Que Louis A qui fait valoir qu'il n'est pas de mauvaise foi, estime qu'il doit être renvoyé des fins de la poursuite.
Que celui-ci, en cas de condamnation, demande à la cour de réduire la somme allouée à la partie civile par la décision déférée.
Attendu que Monsieur l'Avocat général requiert la confirmation du jugement entrepris quant à la culpabilité de Louis A mais il estime qu'une peine de 4 mois d'emprisonnement avec sursis probatoire assorti de l'obligation de rembourser la victime serait une sanction mieux adaptée.
Qu'en ce qui concerne L Jean, Monsieur l'Avocat général s'en rapporte à l'appréciation de la cour, en faisant observer que la décision des premiers juges contient des motifs de nature à justifier sa confirmation.
Attendu que Jean L sollicite la confirmation des dispositions du jugement le concernant et rappelle qu'il n'y avait pas de contrat entre lui et le plaignant et qu'il n'avait aucun intérêt dans la vente du véhicule.

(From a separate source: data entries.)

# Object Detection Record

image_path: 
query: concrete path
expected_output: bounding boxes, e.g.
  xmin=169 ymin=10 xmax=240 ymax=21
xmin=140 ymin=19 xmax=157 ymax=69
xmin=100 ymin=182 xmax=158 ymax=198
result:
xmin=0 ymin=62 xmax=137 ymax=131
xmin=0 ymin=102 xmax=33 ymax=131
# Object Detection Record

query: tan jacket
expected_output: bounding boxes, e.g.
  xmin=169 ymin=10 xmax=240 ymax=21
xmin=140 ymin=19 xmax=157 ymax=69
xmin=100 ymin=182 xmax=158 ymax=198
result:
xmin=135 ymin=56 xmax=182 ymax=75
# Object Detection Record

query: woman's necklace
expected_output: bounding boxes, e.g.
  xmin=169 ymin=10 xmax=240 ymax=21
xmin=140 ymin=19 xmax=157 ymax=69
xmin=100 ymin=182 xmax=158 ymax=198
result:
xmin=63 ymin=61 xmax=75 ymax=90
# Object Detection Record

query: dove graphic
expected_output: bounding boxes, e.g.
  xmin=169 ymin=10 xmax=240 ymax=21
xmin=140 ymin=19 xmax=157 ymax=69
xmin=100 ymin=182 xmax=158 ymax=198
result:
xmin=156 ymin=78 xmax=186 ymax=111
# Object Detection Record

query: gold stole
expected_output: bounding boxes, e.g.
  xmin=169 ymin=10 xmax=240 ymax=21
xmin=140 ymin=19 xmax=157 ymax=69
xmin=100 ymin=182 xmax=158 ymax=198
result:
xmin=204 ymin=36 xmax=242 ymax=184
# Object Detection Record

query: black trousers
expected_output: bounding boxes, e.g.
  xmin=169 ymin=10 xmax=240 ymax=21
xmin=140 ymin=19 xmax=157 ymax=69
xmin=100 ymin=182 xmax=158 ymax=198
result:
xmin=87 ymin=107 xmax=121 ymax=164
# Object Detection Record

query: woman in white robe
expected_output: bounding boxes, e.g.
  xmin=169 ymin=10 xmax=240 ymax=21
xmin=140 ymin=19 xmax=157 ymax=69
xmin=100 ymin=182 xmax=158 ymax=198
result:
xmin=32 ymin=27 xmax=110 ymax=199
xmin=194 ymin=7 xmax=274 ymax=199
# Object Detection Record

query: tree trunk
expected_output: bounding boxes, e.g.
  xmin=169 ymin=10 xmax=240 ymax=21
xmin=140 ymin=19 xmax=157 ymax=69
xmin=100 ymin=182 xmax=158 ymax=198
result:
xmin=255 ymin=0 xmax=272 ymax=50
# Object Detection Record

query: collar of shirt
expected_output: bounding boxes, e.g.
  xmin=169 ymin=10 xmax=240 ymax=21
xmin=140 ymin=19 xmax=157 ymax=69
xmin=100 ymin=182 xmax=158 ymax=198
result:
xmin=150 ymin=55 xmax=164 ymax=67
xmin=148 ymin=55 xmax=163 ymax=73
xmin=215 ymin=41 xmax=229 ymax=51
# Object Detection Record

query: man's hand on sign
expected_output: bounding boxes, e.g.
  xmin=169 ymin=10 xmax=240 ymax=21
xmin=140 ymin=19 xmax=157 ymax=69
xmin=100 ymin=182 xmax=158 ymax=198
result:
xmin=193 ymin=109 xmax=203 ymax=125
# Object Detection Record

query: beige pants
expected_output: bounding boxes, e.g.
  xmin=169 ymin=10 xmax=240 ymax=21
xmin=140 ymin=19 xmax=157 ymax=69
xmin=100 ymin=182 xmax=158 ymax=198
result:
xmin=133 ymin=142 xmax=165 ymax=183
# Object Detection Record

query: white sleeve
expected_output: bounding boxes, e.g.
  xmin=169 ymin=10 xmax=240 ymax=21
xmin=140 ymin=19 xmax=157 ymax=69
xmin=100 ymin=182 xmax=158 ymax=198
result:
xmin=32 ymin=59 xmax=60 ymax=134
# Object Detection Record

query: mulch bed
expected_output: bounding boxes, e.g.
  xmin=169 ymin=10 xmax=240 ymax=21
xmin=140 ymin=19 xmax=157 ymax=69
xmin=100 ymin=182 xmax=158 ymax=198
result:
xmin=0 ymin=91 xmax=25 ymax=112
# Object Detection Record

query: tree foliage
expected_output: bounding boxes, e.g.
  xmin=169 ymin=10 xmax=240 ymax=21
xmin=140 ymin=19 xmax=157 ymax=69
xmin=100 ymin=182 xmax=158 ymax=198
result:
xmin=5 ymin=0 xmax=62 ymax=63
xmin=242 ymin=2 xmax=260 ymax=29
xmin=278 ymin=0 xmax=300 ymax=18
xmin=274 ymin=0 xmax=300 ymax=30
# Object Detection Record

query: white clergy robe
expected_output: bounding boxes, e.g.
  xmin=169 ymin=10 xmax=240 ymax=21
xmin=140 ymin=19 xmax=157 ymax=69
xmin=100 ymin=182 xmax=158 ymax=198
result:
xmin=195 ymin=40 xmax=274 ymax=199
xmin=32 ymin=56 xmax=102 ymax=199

Attendu que Gérard Hubert demande à la cour de confirmer les dispositions civiles du jugement attaqué.
Attendu que par acte en date du 27 mai 1992, Louis A a été cité devant le tribunal correctionnel pour avoir, à Tours:
1°) le 19 mars 1991, trompé sur les qualités substantielles du véhicule vendu en l'espèce, en vendant pour le prix de 41 500 F, un véhicule Peugeot 504 décapotable modèle 1972, qualifié en "bon état général" alors même que ledit véhicule devait se révéler impropre à la circulation,
2°) le 14 mars 1991, effectué une publicité mensongère, en l'espèce, en faisant apparaître une annonce dans le journal IP 37 qualifiant un véhicule "bon état général" alors que celui-ci était impropre à la circulation,
Attendu que par citation du 17 juin 1992 devant ledit tribunal, Jean L a fait l'objet de poursuites sous la prévention d'avoir, à Tours, le 19 mars 1991, trompé sur les qualités substantielles du véhicule vendu, en l'espèce en établissant un rapport de contrôle technique faisant uniquement état de trois remises en état immédiates, alors même qu'un contrôle effectué trois jours plus tard révélait de nombreuses anomalies sur le véhicule litigieux et en omettant lors de ce contrôle technique de procéder à un examen approfondi du véhicule litigieux notamment en le plaçant sur un élévateur de manière à vérifier les pièces situées sous le véhicule.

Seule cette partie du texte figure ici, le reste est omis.